Fake Wi-Fi hotspots and "man in the middle" attacks are nothing new. The key is that they are actually peer-to-peer or "ad hoc" wireless network connections -- meaning that your laptop connects directly to someone else's PC, not a wireless access point. That's a major security no-no, as they can sniff your logins, passwords, and other confidential data you send through. They can also deposit some nasty items on your PC behind the scenes. Guess what happens when you connect to your company's or firm's network when you get back to the office?
What's nice about this article is that it also tells you how to set your wireless networking settings in both Windows XP and Vista to prevent your PC from making any ad hoc wireless connections. Note this won't stop your laptop from finding and connecting to a bogus wireless access point set up nearby for nefarious purposes. It's just one more layer of security, and every little bit helps.
January 28, 2007
Think Twice Before Upgrading Your Wi-Fi Router
Law.com has a quick and helpful piece on why you shouldn't upgrade to a Pre-N Wi-Fi router -- at least not until the new "n" standard, 802.11n, has been ratified. If you're using your home Wi-Fi network mainly for surfing the web, then your broadband ISP provider is most likely the limiting factor, not your existing router, especially if it's a "g" router (802.11g).

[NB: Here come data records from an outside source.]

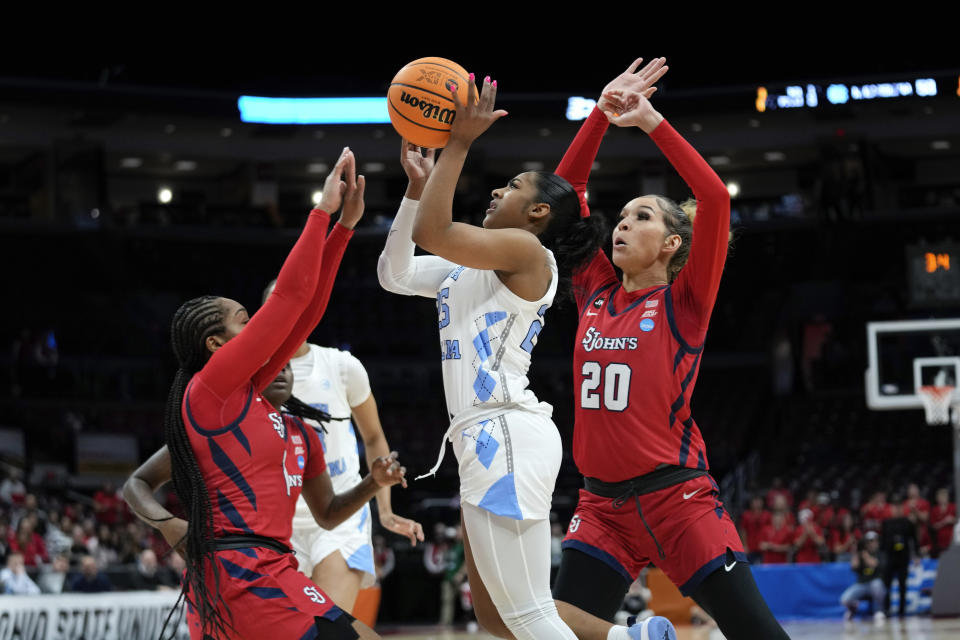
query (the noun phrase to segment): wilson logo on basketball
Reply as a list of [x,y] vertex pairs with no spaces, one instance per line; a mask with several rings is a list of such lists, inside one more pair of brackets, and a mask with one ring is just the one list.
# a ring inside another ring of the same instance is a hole
[[440,84],[440,81],[443,79],[443,76],[440,75],[439,71],[431,71],[419,69],[420,77],[417,78],[417,82],[429,82],[430,84]]
[[433,119],[437,122],[442,122],[444,124],[453,124],[454,118],[457,116],[457,111],[455,109],[444,109],[440,105],[427,102],[422,98],[417,98],[416,96],[411,96],[406,91],[400,92],[400,102],[408,104],[414,109],[420,109],[423,112],[423,117],[427,119]]

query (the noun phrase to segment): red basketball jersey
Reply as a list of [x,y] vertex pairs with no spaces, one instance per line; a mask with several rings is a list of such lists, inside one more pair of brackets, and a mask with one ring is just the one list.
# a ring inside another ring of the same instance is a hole
[[[213,535],[257,534],[290,540],[303,481],[327,469],[316,431],[274,409],[253,384],[234,394],[237,418],[224,426],[197,421],[193,391],[184,396],[184,424],[213,506]],[[199,411],[198,411],[199,410]]]
[[[594,112],[557,170],[579,191],[606,128]],[[573,455],[586,476],[620,482],[658,465],[707,469],[690,412],[707,325],[727,254],[726,186],[666,121],[650,138],[697,198],[686,266],[670,285],[627,292],[598,251],[574,274],[580,313],[574,348]],[[585,208],[585,203],[584,203]]]

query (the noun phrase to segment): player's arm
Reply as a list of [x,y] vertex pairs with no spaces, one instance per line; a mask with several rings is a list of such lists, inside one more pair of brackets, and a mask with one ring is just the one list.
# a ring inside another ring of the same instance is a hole
[[347,148],[327,176],[323,198],[318,208],[310,212],[300,238],[284,261],[273,293],[246,328],[210,357],[197,374],[202,384],[196,385],[195,390],[204,388],[220,400],[227,398],[252,380],[287,339],[316,292],[330,226],[328,211],[340,208],[342,194],[348,187],[341,181],[344,176],[347,183],[355,181],[353,153]]
[[424,154],[419,147],[402,141],[400,165],[407,174],[407,192],[377,261],[380,286],[391,293],[435,298],[440,283],[457,267],[437,256],[414,256],[413,223],[423,188],[433,170],[433,154],[433,149]]
[[[474,269],[493,269],[505,274],[533,273],[543,268],[544,260],[540,241],[532,233],[453,222],[453,195],[470,145],[507,113],[493,109],[496,82],[484,80],[476,103],[472,75],[468,89],[466,104],[460,103],[455,89],[451,92],[457,117],[450,130],[450,140],[423,190],[413,224],[413,241],[434,255]],[[549,210],[544,209],[544,215],[548,213]],[[548,272],[544,274],[549,277]]]
[[[350,408],[353,413],[354,424],[363,439],[364,453],[367,458],[367,467],[373,468],[377,458],[390,455],[387,437],[380,424],[380,414],[377,412],[377,401],[371,393],[366,400]],[[381,487],[377,491],[377,512],[380,524],[388,531],[406,536],[413,546],[417,541],[423,542],[423,526],[408,518],[398,516],[393,512],[390,500],[390,487]]]
[[381,487],[397,483],[406,486],[406,468],[397,461],[394,451],[373,461],[370,473],[349,491],[334,493],[328,472],[303,480],[303,499],[310,507],[313,519],[324,529],[333,529],[359,511],[376,495]]
[[657,90],[653,85],[663,77],[669,68],[665,65],[666,58],[654,58],[643,69],[637,71],[641,62],[643,62],[643,58],[634,60],[626,71],[611,80],[603,88],[597,106],[580,126],[576,137],[567,147],[563,159],[560,160],[560,164],[554,171],[558,176],[569,182],[577,192],[580,198],[580,214],[585,218],[590,215],[590,208],[587,206],[586,199],[587,180],[590,178],[590,170],[593,168],[597,152],[600,150],[600,143],[603,142],[603,135],[609,126],[604,110],[609,111],[612,107],[609,101],[604,98],[604,95],[611,92],[637,91],[644,97],[649,98]]
[[123,499],[138,518],[159,530],[167,544],[183,555],[187,521],[167,511],[154,495],[157,489],[170,482],[172,469],[170,450],[163,445],[127,478],[123,484]]
[[[697,215],[693,221],[690,258],[677,277],[673,291],[675,301],[693,311],[677,316],[681,332],[686,330],[700,338],[706,331],[727,257],[730,194],[706,160],[670,126],[646,97],[638,92],[622,91],[604,95],[611,106],[607,118],[618,126],[637,126],[647,133],[696,197]],[[700,339],[693,340],[694,344],[699,342]]]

For much less than the unratified "Pre-N" or "Draft-N" routers, you can buy 802.11g routers that have been enhanced with so-called MIMO technology -- which use an array of antennas for Multiple-Input, Multiple-Output transmissions, extending range and speed." The challenge with these pre-releases of "n" routers is how well they'll conform to the final specs and work with various other Wi-Fi equipment from different vendors. My guess is that the closer we get to the final "n" standard, newer routers produced along the way will generally fare better in compatibility -- but -- nothing is for certain until the standard is ratified.

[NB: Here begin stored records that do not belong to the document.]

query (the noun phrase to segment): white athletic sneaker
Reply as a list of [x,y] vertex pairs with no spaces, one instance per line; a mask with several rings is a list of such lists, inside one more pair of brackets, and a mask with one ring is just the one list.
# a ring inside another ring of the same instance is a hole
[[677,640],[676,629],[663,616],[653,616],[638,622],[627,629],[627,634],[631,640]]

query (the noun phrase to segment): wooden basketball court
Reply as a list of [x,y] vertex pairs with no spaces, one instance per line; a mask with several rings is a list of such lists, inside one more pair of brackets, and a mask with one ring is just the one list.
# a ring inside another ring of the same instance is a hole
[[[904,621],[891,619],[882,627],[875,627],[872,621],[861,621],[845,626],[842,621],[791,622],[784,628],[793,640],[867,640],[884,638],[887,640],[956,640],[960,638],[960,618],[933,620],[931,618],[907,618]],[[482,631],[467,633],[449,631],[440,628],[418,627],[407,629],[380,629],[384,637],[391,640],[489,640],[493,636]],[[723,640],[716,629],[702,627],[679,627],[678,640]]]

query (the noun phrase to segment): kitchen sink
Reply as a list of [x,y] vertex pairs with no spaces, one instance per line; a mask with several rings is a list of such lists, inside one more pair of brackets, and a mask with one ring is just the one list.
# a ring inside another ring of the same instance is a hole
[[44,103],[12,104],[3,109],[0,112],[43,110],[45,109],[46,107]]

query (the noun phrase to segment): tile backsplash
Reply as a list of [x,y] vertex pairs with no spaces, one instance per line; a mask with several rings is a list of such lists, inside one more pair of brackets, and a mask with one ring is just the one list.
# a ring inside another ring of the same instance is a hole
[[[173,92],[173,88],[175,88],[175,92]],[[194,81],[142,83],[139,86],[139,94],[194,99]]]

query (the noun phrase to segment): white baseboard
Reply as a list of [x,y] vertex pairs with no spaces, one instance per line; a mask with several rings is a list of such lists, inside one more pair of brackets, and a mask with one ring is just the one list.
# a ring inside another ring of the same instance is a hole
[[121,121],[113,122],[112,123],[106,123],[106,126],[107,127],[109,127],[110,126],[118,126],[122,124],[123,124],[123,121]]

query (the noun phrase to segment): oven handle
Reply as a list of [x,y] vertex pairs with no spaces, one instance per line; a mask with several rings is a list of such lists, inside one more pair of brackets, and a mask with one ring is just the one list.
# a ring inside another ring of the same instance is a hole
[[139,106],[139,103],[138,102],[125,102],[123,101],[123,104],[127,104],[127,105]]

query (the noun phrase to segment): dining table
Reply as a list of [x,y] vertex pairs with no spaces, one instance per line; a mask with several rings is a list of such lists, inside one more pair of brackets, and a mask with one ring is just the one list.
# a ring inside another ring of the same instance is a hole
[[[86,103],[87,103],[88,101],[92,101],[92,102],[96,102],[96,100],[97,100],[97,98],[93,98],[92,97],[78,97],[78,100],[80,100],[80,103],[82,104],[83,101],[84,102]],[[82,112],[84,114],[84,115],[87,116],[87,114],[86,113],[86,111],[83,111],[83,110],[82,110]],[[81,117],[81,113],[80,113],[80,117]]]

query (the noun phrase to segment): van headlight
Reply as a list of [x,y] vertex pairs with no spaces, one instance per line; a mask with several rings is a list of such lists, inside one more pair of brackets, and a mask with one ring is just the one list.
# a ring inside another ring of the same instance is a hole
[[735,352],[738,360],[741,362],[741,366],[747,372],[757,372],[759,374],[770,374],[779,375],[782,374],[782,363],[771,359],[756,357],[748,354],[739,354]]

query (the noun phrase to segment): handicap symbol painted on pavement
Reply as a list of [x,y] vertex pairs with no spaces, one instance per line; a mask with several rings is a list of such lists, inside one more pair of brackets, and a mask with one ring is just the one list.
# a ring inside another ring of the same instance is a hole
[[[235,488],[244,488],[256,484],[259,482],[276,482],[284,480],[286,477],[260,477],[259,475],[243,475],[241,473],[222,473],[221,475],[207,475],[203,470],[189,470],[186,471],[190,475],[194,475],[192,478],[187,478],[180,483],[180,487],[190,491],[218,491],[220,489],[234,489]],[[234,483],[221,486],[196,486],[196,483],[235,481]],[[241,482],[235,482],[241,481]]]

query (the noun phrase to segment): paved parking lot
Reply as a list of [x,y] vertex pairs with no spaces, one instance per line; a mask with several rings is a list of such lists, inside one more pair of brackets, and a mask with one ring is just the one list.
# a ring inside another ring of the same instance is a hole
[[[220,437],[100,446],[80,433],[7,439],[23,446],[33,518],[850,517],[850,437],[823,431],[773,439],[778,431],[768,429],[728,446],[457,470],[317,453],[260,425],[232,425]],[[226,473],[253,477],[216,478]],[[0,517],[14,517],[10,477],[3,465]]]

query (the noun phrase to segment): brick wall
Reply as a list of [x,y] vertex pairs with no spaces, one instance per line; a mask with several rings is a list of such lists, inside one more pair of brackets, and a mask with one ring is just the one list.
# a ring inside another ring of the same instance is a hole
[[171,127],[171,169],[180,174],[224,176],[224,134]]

Supposedly, routers using the forthcoming 802.11n standard will be backward-compatible with the previous 802.11a/b/g devices, working at those older devices' fastest speeds. "N" achieves speeds far above "a", "b", and "g" through three methods: Itís more efficient, it has more radios, and it can use more spectrum. It's widely been discussed that "n" wireless routers will have more range and speeds in the hundreds of Mbps.
For now, the enhanced "g" MIMO (Multiple-input-multiple-output) technology looks to be the most cost-effective. MIMO's benefits boost performance and range, while still handling existing 802.11a/b/g radios. Now, if you're regularly pushing very large files and print jobs through your home wireless network and it's taking its toll on your patience or productivity, then the "Pre-N" performance gains are worth a look. It should also be mentioned that as long as the "Pre-N" router hardware is fully compatible with the final "n" standard (buyer beware), it's probably a good bet that "Pre-N" router vendors will make software upgrades available -- allowing users to update the router's firmware to be fully "n" compliant. If you're squeamish about flashing firmware or reconfiguring your router, then I wouldn't recommend "Pre-N" routers. Overall, I think most people will continue to do well with their existing home "g" router until the final "n" standard routers hit the market, with prices falling as volume increases.